Madrid is about 360km away from Valencia, but thanks to the high speed Ave train that travels at up to 300km/hr, is only takes about 1 hour and 30 minutes. It’s not a super cheap route (about $50 CAD each way), but there’s something to be said for just walking on and off the train without a whole pile of security, and also being able to watch the world casually float by from a window seat.

Whenever I have the chance to visit someone by train here in Spain, I usually jump at it. Usually there is a bar car at the back of the train with drinks and food, Wi-Fi available, and often a table in front of my chair that I can set my laptop on. So I can easily get in a full work day while chatting it up with various other passengers along the way. It’s a very enjoyable experience that I wish we had more of back in Canada.

Ease of Banking

One thing Europeans have figured out is their banking system. After using the banking applications here and also moving money to and from Canada for the last ten months, I can say with certainly just how behind we are on most things in the banking world. While we applaud ourselves in Canada for being able to send a $3,000 transfer using an email address (Interact e-Transfer), I can send money to anyone in the European union, usually instantaneously, using their IBAN number. Sure, it’s a 16-20 digit number which is a bit of a pain to type in, but thanks to internal error checking within the algorithm it’s essentially impossible to make a mistake when typing it. That means once it’s typed in, and accepted, you can be sure it’s valid since there are various check-digits along the way.

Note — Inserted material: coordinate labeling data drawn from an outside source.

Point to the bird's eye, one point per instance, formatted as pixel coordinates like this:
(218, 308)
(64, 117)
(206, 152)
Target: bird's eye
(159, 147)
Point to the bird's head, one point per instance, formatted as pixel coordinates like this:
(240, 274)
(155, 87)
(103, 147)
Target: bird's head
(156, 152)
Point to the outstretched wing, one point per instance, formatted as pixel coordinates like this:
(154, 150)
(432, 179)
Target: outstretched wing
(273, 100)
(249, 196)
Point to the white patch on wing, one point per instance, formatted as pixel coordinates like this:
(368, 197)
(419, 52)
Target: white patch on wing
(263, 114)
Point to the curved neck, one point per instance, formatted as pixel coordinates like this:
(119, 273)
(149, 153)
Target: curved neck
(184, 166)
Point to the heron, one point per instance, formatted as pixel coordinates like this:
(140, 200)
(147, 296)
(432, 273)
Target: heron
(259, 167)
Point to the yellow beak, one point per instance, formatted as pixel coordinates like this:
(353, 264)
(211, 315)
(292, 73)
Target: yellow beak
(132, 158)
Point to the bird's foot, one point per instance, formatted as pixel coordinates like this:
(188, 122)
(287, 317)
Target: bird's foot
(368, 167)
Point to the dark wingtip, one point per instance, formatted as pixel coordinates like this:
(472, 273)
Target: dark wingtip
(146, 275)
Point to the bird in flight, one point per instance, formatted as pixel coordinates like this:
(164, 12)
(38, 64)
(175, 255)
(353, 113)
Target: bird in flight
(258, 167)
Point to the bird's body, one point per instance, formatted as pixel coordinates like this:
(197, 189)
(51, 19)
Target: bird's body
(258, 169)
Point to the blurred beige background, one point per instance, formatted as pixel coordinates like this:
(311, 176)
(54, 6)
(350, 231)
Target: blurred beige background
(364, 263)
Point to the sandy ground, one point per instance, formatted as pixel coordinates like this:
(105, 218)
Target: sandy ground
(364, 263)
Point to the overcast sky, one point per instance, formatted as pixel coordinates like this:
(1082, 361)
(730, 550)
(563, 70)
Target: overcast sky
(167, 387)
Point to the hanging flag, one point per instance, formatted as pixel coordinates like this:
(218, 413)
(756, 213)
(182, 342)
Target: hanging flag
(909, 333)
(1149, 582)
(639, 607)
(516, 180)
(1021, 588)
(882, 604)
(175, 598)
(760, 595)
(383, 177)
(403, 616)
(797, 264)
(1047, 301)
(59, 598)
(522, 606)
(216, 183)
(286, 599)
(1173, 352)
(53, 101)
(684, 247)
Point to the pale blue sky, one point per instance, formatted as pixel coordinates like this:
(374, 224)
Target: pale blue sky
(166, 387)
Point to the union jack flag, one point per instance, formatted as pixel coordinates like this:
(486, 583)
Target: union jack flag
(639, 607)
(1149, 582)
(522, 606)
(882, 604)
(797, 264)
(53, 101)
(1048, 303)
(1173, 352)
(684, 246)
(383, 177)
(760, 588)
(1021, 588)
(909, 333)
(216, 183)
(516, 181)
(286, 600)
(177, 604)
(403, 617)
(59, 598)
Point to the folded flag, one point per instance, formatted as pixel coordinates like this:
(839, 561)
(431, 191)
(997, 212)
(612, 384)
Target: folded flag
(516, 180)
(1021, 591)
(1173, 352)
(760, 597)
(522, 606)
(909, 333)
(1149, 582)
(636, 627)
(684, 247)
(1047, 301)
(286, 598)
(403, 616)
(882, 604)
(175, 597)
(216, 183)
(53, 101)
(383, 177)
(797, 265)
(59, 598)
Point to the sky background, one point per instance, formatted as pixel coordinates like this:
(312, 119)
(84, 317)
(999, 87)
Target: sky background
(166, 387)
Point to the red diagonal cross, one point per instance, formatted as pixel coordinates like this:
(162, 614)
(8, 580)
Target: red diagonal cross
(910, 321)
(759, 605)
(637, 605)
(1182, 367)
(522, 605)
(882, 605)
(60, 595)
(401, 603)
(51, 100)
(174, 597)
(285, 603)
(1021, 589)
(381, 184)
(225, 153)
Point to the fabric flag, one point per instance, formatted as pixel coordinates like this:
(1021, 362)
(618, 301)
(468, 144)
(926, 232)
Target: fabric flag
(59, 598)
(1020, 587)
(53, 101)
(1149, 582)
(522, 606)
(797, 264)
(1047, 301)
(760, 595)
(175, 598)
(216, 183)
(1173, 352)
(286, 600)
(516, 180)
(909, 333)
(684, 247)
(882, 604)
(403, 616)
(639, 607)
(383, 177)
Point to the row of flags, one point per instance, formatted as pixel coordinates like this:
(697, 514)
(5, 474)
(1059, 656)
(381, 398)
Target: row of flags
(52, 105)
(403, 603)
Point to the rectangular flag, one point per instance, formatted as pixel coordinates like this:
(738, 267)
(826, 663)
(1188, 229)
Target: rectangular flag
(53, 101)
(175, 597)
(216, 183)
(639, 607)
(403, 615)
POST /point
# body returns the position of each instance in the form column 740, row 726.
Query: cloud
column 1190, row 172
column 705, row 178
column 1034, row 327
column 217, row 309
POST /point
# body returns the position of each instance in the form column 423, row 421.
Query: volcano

For example, to pay the €5,000 Euro deposit on the flat I am going to buy, I simply punched in the seller’s IBAN number into my BBVA (Spanish Bank) application, clicked “Send”, typed in €5,000 for the amount, and boom, it was there pretty much instantaneously. And of course you get detailed receipts of any transaction you do, so you can easily prove receipt of funds for legal purposes and more.

Quality of Life

This isn’t a European benefit per se, but the quality of life I enjoy in Spain is pretty fantastic. First, there are roughly 300 days of sunshine every year in my area (not to be confused with Vancouver’s “300+ days of sunshine per year”, where they count each time the sun peaks out from a cloud for 30 seconds a day to get counted). A day of sunshine here is basically a full day of sunshine, so imagine 300 or more days without any clouds or rain.

In fact when I first arrived it seemed strange to me to go for so long without seeing any rain. It’s amazing how much better your mood and well-being is when the weather is almost always nice.

I also had to make use of the medical system here in Spain a few months ago, and it was a great experience. Of course I have private insurance, and many locals just have public insurance, so my experience likely isn’t the norm. But I was able to get diagnosed by a specialist, complete an MRI on my knee, and have the results back, all within about two weeks. In Canada that would take 3 – 6 months at the minimum, and you’d likely have to fight your doctor along the way just to get you in front of a specialist. I can actually book an appointment myself directly with a specialist here as well – no need to waste my general practitioner’s time if I know exactly who the best person is to deal with the issue is.

In Short

So as I sit here in the Valencia airport getting ready to board a flight to Germany (which is essentially a domestic flight since I’m traveling to and from the EU), I can’t help but feel a bit privileged to have spent most of the last ten months living and enjoying Europe. As my cottage back home is rented until at least January at this point, I’ll likely continue staying here for the foreseeable future, and likely will be spending the next few months renovating a flat in Valencia.

But without a doubt I’ve definitely enjoyed my time here, and encourage other people looking to try living in Spain or Europe to jump at the chance.